Ensuite, la géopolitique est une stratégie d’habiles calculateurs politiciens. Ils s’en servent pour se faire élire ou nommer à des fonctions importantes. Ils instrumentalisent le nom de leur province, de leur « ethnie » pour se garantir une place dorée. Quand ils n’obtiennent pas ce qu’ils attendent, ils viennent exciter les populations pour dire « on nous a écartés du pouvoir ». Ils flattent ainsi leur identification à leur culture pour leur faire adhérer à leur cause personnelle.

Enfin, la géopolitique était aussi une méthode de séparation utilisée par les colons ou les dominateurs pour disperser les peuples : diviser pour mieux régner. C’est connu

Nous devons faire cesser tout ceci sans plus attendre et refuser de jouer le jeu des acteurs politiques. Dans tout pays digne de ce nom, un ministre travaille au nom de tout le pays et non à la satisfaction de son clan, de son groupe socioculturel, de sa province, de ses amis. Chacun doit apprendre à domestiquer ses propres élans partisans discriminatoires car personne n’en est à l’abri. Nous devons nous surveiller.

Le tribalisme est dangereux : il tue.

Gabonais ne nous y trompons pas, le tribalisme débouche toujours sur des conséquences désastreuses. Les exemples de sa force destructrice sont nombreux en Afrique. Au Rwanda, il a facilité le conflit entre les Hutus et les Tutsis jusqu’au génocide des Tutsis. En Côte d’Ivoire, il s’est infiltré dans les divergences politiques et a favorisé la guerre. Le Cameroun actuel est le théâtre de tant de tensions où la haine se manifeste sur fond de rejet de l’Autre… Ces beaux pays sont défigurés aujourd’hui à cause de ce monstre discret mais efficace lorsqu’il s’exprime.

Gabonais, Gabonaise, est-ce à cela que nous aspirons ? Nous entretuer ? Nous discriminer ? Sommes-nous si fous à en perdre notre bon sens au point d’exposer la flamme de nos vie à des vents aussi violents que ceux du tribalisme ?

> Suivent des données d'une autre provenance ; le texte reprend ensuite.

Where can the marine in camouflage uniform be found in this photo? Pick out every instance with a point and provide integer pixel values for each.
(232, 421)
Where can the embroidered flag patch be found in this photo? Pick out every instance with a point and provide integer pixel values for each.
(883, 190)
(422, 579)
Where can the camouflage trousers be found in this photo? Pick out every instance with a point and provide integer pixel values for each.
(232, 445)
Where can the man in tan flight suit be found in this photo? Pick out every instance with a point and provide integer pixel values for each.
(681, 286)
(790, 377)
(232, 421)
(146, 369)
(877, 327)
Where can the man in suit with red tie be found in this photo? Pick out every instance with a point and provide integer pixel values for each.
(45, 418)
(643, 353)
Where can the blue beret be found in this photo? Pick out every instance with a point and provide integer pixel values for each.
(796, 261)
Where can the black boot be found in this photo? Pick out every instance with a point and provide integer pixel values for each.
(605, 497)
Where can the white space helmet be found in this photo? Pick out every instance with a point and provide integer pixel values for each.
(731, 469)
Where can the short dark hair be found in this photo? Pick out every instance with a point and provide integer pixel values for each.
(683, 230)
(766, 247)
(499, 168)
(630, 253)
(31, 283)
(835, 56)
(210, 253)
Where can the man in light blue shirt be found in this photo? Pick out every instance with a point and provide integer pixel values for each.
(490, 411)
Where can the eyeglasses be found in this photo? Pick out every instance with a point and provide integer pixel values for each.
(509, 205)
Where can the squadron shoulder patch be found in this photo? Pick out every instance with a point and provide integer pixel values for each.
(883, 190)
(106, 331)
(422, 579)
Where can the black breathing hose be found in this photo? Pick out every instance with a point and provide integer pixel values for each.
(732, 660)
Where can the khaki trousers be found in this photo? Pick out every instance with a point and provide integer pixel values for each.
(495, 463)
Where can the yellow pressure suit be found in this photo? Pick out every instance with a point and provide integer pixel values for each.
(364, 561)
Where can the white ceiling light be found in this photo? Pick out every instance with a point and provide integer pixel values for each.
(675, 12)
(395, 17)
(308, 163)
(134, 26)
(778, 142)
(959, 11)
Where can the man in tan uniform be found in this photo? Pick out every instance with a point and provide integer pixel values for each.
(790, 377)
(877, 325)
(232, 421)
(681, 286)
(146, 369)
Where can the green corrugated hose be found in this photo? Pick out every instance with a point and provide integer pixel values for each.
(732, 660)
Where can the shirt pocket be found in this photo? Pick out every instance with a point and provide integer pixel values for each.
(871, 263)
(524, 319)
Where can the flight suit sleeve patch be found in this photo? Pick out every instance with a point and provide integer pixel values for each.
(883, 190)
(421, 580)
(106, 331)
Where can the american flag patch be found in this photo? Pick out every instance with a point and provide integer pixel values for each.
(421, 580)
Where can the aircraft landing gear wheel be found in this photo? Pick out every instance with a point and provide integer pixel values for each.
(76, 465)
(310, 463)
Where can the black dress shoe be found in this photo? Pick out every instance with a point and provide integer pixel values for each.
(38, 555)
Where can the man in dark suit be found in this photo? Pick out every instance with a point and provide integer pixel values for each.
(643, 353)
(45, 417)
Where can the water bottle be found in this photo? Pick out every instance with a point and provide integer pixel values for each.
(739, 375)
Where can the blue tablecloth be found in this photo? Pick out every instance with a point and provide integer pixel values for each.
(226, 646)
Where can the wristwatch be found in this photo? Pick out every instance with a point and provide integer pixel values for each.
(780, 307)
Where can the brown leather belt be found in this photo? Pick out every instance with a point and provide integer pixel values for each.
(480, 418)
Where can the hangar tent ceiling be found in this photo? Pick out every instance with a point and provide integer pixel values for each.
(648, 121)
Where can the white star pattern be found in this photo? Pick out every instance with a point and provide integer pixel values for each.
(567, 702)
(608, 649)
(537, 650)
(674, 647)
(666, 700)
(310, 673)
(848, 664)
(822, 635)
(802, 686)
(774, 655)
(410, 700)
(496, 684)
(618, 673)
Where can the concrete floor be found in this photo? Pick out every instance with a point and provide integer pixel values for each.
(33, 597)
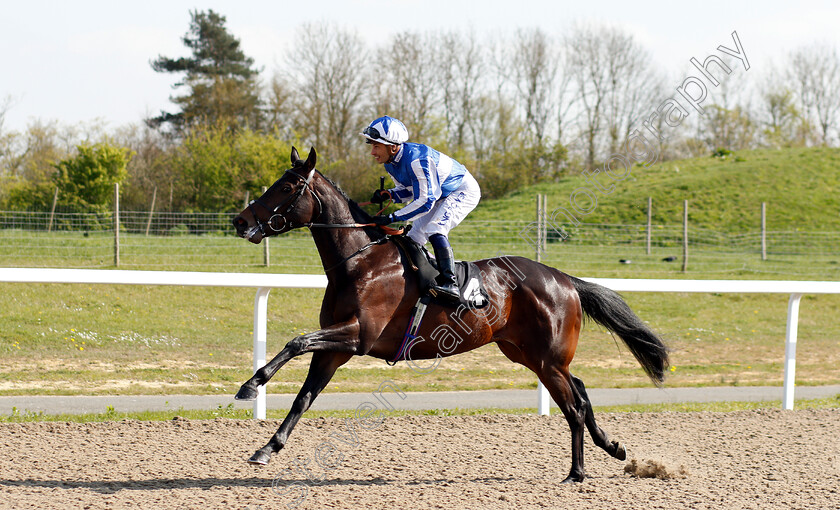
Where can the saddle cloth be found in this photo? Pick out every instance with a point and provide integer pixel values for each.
(418, 260)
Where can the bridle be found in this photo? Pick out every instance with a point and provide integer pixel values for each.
(291, 200)
(277, 220)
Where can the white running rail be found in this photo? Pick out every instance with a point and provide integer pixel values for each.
(264, 282)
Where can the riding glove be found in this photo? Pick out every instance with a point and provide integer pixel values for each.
(382, 220)
(381, 196)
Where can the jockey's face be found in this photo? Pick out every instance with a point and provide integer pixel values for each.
(381, 152)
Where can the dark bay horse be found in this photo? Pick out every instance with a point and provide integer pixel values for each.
(535, 316)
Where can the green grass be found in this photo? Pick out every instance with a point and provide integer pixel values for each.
(801, 187)
(277, 414)
(105, 339)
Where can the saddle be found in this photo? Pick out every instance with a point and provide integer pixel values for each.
(417, 259)
(471, 292)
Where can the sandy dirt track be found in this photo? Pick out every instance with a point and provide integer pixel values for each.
(762, 460)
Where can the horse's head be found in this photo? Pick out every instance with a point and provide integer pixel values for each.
(289, 203)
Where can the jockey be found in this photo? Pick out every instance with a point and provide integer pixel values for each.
(440, 192)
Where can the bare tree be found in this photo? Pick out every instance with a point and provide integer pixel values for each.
(281, 107)
(462, 69)
(534, 68)
(815, 73)
(328, 66)
(411, 88)
(588, 63)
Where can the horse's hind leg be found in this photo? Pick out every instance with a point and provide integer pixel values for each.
(565, 394)
(558, 381)
(599, 436)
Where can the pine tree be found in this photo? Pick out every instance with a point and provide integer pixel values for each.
(221, 80)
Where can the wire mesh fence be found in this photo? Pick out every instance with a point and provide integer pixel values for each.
(169, 240)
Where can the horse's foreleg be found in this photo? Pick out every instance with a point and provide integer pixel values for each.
(599, 436)
(339, 338)
(321, 370)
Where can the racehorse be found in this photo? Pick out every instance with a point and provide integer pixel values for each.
(537, 311)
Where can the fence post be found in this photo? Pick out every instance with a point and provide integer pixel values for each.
(544, 216)
(790, 351)
(538, 246)
(764, 231)
(266, 249)
(260, 319)
(151, 211)
(52, 210)
(116, 224)
(685, 235)
(543, 398)
(647, 241)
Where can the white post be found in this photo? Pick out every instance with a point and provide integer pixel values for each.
(790, 351)
(260, 320)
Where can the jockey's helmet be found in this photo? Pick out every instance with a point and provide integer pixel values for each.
(387, 130)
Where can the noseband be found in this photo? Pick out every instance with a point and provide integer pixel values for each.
(279, 218)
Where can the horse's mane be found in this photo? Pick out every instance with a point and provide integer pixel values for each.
(359, 214)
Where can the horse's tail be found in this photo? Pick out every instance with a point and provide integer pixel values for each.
(607, 308)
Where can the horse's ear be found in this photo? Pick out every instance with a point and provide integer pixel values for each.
(310, 160)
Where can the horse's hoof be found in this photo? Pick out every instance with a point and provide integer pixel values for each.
(260, 458)
(573, 479)
(246, 393)
(620, 451)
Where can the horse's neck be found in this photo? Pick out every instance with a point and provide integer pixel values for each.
(336, 244)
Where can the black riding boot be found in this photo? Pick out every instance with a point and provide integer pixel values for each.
(447, 286)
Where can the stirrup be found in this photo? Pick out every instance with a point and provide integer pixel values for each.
(447, 292)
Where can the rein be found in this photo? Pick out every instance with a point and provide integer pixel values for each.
(270, 224)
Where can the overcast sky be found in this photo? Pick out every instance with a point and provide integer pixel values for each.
(81, 60)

Soyons prudents chers compatriotes.

Parce que le prix de ce pari se paye sur le long terme, il faut s’en méfier comme du diable. Surveillons-nous car le mal est à notre porte, prêt à corrompre nos cœurs pour s’installer au sein de la maison Gabon. Il est dans nos petits gestes quand une femme benga nous trompe et on accuse tous les Benga. Il est dans nos blagues déplacés sur les Kota. Il est dans les clichés sur les Pygmées que certains de nous traitent avec désinvolture alors qu’ils sont des citoyens gabonais à part entière. Il est dans l’événement « Gabon 9 provinces » quand on reproche à certains Fang leur enthousiasme pour cet événement en faisant de la totalité des Fangs des soutiens du régime alors que des ressortissants des autres cultures ont participé à cette dynamique. Il est dans l’amalgame sur les Omyéné que l’on dit friands des caucasiens alors que plusieurs, la large majorité, épousent des non caucasiens…

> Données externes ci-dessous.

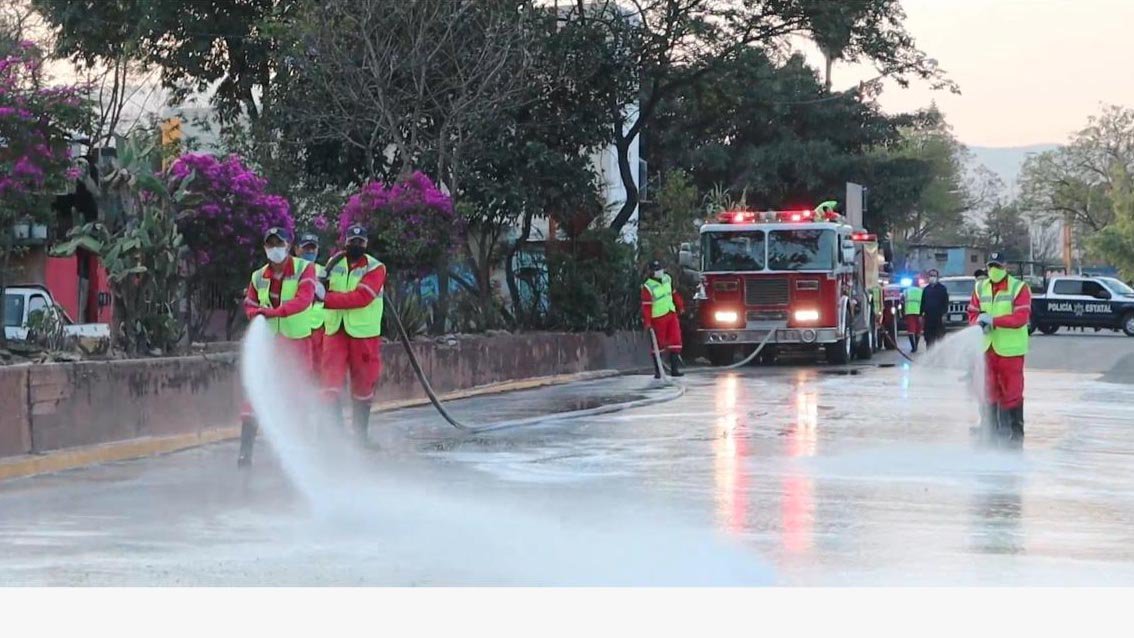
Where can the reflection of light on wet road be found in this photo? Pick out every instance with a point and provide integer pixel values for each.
(728, 448)
(798, 504)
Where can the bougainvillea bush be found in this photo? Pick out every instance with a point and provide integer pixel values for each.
(223, 218)
(412, 223)
(35, 122)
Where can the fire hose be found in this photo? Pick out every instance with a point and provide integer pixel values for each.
(676, 392)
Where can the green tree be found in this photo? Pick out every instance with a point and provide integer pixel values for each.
(1115, 243)
(1075, 181)
(677, 43)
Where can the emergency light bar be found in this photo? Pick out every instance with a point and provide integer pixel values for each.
(752, 217)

Gabonais sachons dire non à ce piège. Africains refusons cette condition menaçante. Ayons en mémoire ce proverbe bantou disant toute sa philosophie sociale : « Umuntu ngumuntu ngabantu » que l’on peut traduire comme « je suis parce que nous sommes tous ».

Que Dieu bénisse le Gabon et l’Afrique, tout en maudissant ce diable de tribalisme.